FDA panel rejects CardioMEMS' heart failure monitor
The FDA’s Circulatory System Devices Advisory Panel voted Dec. 8 against approval of CardioMEMS’ implantable pressure measurement system in heart failure patients. The FDA had asked the panel to review clinical trial results to determine if the Champion heart failure monitoring system was safe and effective.

The committee voted nine to one in favor of the device’s safety but the majority did not find sufficient evidence of the system’s effectiveness. The FDA will review the panel’s decision to determine whether or not to grant premarket approval. The agency typically follows the advisory panel's recommendations.

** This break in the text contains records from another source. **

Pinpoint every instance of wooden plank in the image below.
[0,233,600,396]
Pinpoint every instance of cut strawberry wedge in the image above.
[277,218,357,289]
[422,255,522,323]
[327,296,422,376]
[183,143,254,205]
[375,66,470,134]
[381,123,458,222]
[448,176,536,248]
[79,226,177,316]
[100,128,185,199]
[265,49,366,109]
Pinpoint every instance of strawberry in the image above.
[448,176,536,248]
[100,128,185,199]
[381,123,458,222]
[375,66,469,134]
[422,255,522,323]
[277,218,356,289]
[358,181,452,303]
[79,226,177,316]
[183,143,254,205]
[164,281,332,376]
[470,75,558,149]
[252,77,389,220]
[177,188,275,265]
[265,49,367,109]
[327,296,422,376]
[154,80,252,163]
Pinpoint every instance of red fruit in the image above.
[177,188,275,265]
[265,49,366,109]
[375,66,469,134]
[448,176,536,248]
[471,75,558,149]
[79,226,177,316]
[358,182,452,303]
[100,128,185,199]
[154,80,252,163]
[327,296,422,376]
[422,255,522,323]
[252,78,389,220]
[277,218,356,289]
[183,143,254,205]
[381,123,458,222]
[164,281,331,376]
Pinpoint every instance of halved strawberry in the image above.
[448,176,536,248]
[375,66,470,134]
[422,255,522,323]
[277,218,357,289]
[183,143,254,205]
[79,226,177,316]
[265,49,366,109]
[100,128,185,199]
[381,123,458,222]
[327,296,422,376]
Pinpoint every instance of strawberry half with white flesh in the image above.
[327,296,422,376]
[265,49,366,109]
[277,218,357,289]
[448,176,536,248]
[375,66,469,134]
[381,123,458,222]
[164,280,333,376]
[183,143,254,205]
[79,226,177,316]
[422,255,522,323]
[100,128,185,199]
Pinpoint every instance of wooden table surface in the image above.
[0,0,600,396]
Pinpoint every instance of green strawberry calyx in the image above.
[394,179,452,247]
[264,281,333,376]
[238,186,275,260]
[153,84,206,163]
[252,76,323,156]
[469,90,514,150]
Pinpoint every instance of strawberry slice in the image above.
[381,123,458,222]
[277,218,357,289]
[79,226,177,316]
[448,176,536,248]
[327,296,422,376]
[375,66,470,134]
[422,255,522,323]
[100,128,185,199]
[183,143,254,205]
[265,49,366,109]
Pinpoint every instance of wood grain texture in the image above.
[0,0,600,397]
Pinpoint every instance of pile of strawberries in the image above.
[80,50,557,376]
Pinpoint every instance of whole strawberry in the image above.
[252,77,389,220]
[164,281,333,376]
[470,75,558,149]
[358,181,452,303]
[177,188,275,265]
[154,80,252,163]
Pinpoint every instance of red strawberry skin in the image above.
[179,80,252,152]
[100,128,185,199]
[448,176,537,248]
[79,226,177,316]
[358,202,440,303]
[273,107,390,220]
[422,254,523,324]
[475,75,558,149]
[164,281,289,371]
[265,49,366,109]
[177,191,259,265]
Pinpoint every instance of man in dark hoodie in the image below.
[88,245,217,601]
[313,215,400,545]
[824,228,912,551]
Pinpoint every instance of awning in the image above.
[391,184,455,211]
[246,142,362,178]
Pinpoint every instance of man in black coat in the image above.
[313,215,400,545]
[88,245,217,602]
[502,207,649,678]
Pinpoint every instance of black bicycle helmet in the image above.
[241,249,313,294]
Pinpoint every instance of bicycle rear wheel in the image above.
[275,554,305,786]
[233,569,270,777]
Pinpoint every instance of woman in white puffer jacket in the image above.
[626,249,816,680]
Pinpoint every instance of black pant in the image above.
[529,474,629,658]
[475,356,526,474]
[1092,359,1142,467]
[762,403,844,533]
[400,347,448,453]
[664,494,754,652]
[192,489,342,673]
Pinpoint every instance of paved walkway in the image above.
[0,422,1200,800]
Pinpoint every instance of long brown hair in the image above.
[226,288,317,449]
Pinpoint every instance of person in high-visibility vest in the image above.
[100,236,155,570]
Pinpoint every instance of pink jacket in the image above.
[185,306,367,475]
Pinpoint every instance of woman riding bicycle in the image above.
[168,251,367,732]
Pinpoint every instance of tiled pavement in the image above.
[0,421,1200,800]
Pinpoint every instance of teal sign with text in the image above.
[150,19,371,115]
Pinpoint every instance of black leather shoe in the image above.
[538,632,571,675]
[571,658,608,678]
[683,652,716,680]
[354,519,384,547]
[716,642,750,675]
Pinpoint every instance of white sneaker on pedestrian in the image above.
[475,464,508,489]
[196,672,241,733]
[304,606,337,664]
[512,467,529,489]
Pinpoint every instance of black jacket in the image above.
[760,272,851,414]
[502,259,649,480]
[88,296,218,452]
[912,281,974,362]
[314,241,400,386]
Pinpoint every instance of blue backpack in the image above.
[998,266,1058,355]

Jay Yadav, MD, CardioMEMS CEO and founder, called the decision a "disappointment," but added the company would continue discussions with the FDA. “We believe this technology is a significant step forward in the management of heart failure patients," he said in a statement.

CardioMEMS designed the wireless system for remotely monitoring New York Heart Association Class III heart failure patients by gauging pulmonary artery pressure and heart rate. In an executive summary for advisory panel members, the FDA had questioned the clinical significance of the findings in the CHAMPION trial and cautioned that a monitoring division reported potential biases in the results.

Atlanta-based CardioMEMS is a medical device company that specializes in wireless sensing and communication technology.